An Introduction to QC, ML, and QML

  • Web Development

Mentors :

  • Siddhant Midha

  • Vedang Asgaonkar

Mentees :

  • 4-5

Why does one do machine learning? You can write a program for a lot of complex things - from some sorting algorithm to the fast fourier transform. What if one asks you to write a program which when given a picture, tells you whether your friend is in it or not. Difficult. There are some things we do which we do not know how we do - enter ML.

Information is physical, and so is computation. You know very well how bits are used for computations. These are classical entities, manipulated using classical logic gates (AND, NOT, NAND and so on). These form a basis for computing things. We can also do the with quantum mechanics as the underlying physical theory. That is, instead of "bits", we use "quantum-bits". Interest arose in this area with the development of quantum mechanics, and lead to the field of quantum computation and information. Then questions such as "are quantum computers better than classical ones" arose.

Now, quantum computing can be used as a way to do ML. As a simple example, you may be aware of how parallel computing is done via vectorized-computation. Quantum mechanics possesses the property of superposition, which leads to the power of "quantum-parallelism". Many papers have exploited this principle to produce quantum versions of ML algorithms.

In this project, we shall first learn the basics of Quantum Computing and implement algorithms like QFT and Grover search using libraries such as IBM's Qiskit. We shall then move on to machine learning and implement a few toy models in python using numpy and sklearn. Finally, we move on to Quantum Machine Learning using libraries such as Pennylane and Tensorflow quantum. After learning the basics, we will aim to implement a paper such as clustering or SVMs using quantum computing.

Prerequisite: While there are no strict prerequisites, you need to be aware that the project will be mathematically involved and will need implementation skills too. So, have a good handle on that. Being thorough with linear algebra and basic QM helps. Familiarity with Python is encouraged.

Tentative Timeline :

Week Work
Week 1- 3 Learn ML. Spend time learning the theory of artificial neural networks, SVM, Clustering Algorithms.
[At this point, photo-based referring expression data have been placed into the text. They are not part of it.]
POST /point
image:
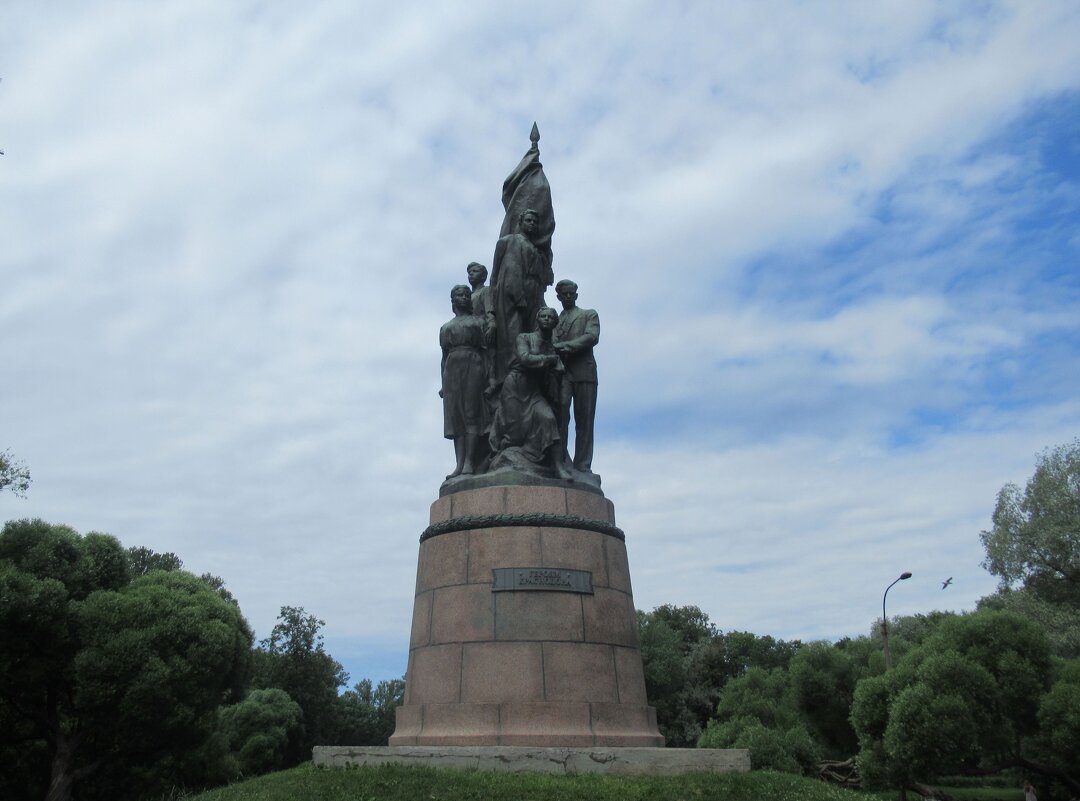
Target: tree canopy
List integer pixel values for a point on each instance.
(100, 669)
(1035, 540)
(14, 475)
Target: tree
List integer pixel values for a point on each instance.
(293, 659)
(104, 674)
(258, 731)
(687, 662)
(366, 714)
(966, 701)
(757, 710)
(823, 679)
(1035, 540)
(14, 475)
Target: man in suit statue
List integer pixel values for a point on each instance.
(577, 333)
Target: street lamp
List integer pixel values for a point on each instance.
(885, 621)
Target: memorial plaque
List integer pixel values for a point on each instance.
(543, 579)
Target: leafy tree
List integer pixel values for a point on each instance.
(1035, 540)
(366, 714)
(1060, 721)
(143, 560)
(1060, 622)
(757, 710)
(964, 701)
(687, 662)
(14, 475)
(294, 659)
(105, 675)
(823, 679)
(258, 731)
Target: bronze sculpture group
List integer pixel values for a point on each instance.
(513, 368)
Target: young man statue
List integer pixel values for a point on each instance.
(577, 333)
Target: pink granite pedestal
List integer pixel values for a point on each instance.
(524, 668)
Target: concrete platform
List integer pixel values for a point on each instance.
(524, 759)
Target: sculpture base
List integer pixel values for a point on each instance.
(515, 477)
(524, 627)
(615, 761)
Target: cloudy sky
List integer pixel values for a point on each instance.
(834, 248)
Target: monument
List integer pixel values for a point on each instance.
(524, 651)
(524, 626)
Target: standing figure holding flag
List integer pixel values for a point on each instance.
(521, 269)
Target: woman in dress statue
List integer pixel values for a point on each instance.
(464, 377)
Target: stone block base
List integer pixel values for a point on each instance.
(496, 665)
(615, 761)
(527, 723)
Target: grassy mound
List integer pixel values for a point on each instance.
(394, 783)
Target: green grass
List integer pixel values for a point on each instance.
(395, 783)
(985, 793)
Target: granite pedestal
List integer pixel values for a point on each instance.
(543, 654)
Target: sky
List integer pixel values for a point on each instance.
(834, 248)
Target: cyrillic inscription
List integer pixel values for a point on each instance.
(548, 579)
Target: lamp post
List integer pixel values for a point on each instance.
(885, 621)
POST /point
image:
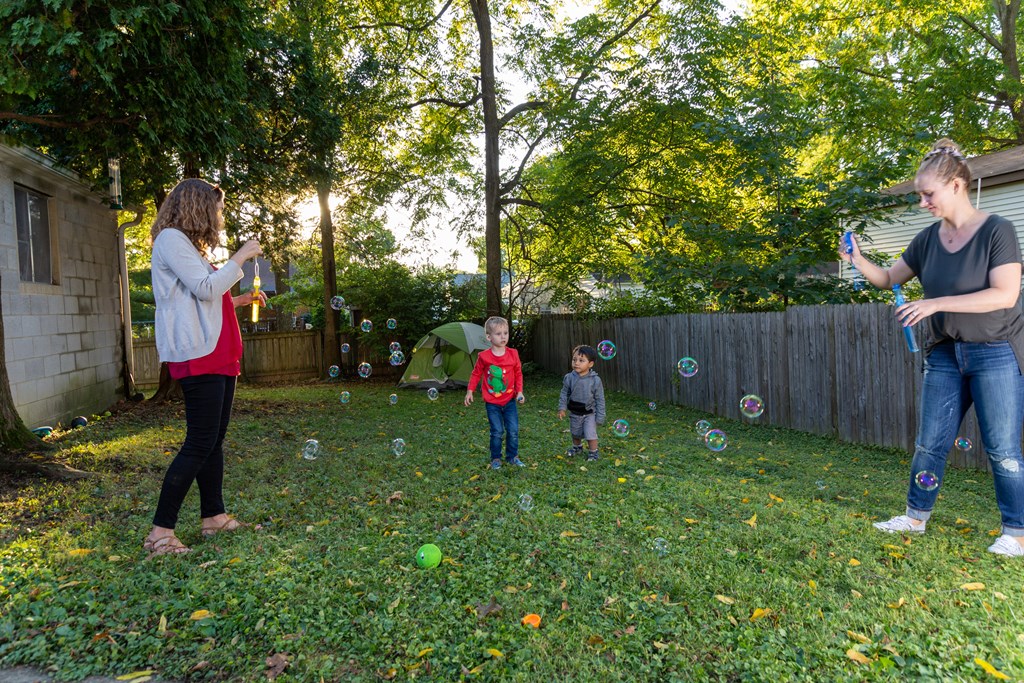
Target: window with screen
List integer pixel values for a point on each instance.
(34, 253)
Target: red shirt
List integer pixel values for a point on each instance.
(223, 359)
(500, 376)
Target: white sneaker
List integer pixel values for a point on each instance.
(1007, 545)
(900, 524)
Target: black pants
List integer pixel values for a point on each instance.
(208, 409)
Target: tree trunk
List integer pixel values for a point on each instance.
(14, 435)
(332, 336)
(492, 159)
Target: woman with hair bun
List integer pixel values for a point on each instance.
(969, 265)
(198, 336)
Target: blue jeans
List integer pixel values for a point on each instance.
(504, 420)
(957, 374)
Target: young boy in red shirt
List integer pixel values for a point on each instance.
(500, 374)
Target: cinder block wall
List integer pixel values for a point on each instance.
(61, 341)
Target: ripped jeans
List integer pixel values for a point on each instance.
(956, 375)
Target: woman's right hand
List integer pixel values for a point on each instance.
(249, 250)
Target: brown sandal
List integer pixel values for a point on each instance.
(229, 524)
(165, 545)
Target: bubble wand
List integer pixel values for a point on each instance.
(911, 342)
(255, 291)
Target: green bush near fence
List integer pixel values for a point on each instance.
(767, 566)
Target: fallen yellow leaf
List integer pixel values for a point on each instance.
(990, 670)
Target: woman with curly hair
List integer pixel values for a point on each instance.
(198, 336)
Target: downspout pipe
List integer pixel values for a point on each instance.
(127, 352)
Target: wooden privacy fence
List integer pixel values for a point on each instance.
(275, 356)
(841, 371)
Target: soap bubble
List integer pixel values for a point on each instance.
(926, 480)
(687, 367)
(752, 406)
(716, 439)
(606, 349)
(311, 450)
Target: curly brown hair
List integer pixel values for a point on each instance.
(195, 208)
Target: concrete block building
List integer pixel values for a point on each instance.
(59, 290)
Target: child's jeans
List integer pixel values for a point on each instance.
(504, 420)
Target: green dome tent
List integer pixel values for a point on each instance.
(444, 357)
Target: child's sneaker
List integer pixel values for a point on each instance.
(900, 524)
(1007, 545)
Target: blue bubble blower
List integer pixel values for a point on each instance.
(911, 341)
(848, 249)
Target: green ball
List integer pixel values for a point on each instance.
(428, 556)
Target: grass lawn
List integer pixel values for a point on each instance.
(768, 570)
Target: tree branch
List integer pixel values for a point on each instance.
(52, 121)
(607, 44)
(519, 109)
(450, 102)
(403, 27)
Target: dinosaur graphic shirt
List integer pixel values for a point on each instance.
(500, 376)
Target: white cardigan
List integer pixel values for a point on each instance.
(188, 293)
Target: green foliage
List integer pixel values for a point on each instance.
(330, 577)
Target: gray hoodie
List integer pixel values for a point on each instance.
(587, 390)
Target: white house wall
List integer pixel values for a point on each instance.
(61, 341)
(896, 226)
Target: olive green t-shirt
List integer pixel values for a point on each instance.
(944, 273)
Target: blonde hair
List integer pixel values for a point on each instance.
(946, 161)
(194, 208)
(494, 323)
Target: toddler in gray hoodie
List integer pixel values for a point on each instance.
(583, 396)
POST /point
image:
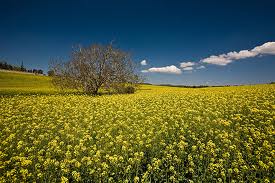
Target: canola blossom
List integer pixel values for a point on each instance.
(159, 134)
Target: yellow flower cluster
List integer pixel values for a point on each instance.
(160, 134)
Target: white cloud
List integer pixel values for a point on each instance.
(201, 67)
(187, 64)
(224, 59)
(143, 62)
(168, 69)
(188, 68)
(216, 60)
(267, 48)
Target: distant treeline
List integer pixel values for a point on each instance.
(4, 65)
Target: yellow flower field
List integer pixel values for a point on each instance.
(159, 134)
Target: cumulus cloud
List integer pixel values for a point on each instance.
(168, 69)
(267, 48)
(224, 59)
(187, 68)
(201, 67)
(187, 64)
(143, 62)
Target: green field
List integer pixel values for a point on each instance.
(159, 134)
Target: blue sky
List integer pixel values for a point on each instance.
(164, 33)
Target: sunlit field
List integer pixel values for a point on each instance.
(159, 134)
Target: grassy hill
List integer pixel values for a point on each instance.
(158, 134)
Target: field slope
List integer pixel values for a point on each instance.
(159, 134)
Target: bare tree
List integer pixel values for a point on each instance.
(97, 66)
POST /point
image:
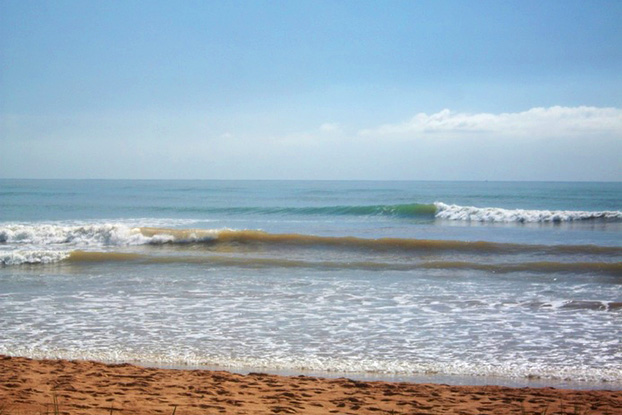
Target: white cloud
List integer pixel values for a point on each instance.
(330, 127)
(539, 122)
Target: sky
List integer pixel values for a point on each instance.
(370, 90)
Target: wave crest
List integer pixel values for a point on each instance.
(492, 214)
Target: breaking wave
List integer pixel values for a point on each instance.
(492, 214)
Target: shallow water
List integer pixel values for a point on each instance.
(523, 282)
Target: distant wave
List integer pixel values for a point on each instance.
(493, 214)
(438, 210)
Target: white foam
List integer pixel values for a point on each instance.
(492, 214)
(31, 257)
(86, 235)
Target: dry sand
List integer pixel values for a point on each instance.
(81, 387)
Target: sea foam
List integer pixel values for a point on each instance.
(494, 214)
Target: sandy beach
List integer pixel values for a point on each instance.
(30, 386)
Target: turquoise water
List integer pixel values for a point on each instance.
(514, 281)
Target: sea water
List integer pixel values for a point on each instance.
(506, 282)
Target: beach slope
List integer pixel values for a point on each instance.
(85, 387)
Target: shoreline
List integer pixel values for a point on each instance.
(435, 378)
(89, 388)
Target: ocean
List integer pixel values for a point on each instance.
(466, 282)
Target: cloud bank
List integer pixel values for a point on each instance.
(537, 122)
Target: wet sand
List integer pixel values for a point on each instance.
(30, 386)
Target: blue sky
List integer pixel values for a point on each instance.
(432, 90)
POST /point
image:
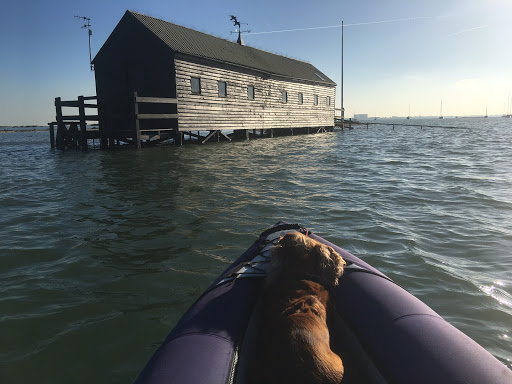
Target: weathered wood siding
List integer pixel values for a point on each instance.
(209, 111)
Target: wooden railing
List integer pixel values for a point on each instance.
(145, 116)
(72, 120)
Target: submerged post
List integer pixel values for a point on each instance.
(83, 125)
(52, 136)
(137, 123)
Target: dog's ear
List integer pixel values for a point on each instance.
(278, 263)
(330, 265)
(288, 248)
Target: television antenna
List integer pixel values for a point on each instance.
(238, 24)
(87, 24)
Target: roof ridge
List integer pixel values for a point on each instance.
(221, 38)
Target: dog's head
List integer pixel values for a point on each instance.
(298, 256)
Implement some of these from scratch using numpy. References include Ng's Intro to ML, and if time permits some theoretical reading.
Week 3-7 Learn QC. Read some traditional QC texts such as Nielson and Chuang, Preskil Notes etc. Will Implement some algorithms in Qiskit (more libraries to be explored if needed). Learning about the existing libraries, basic principles and conclude with implementing some papers on application of QC to ML like for clustering, SVM etc.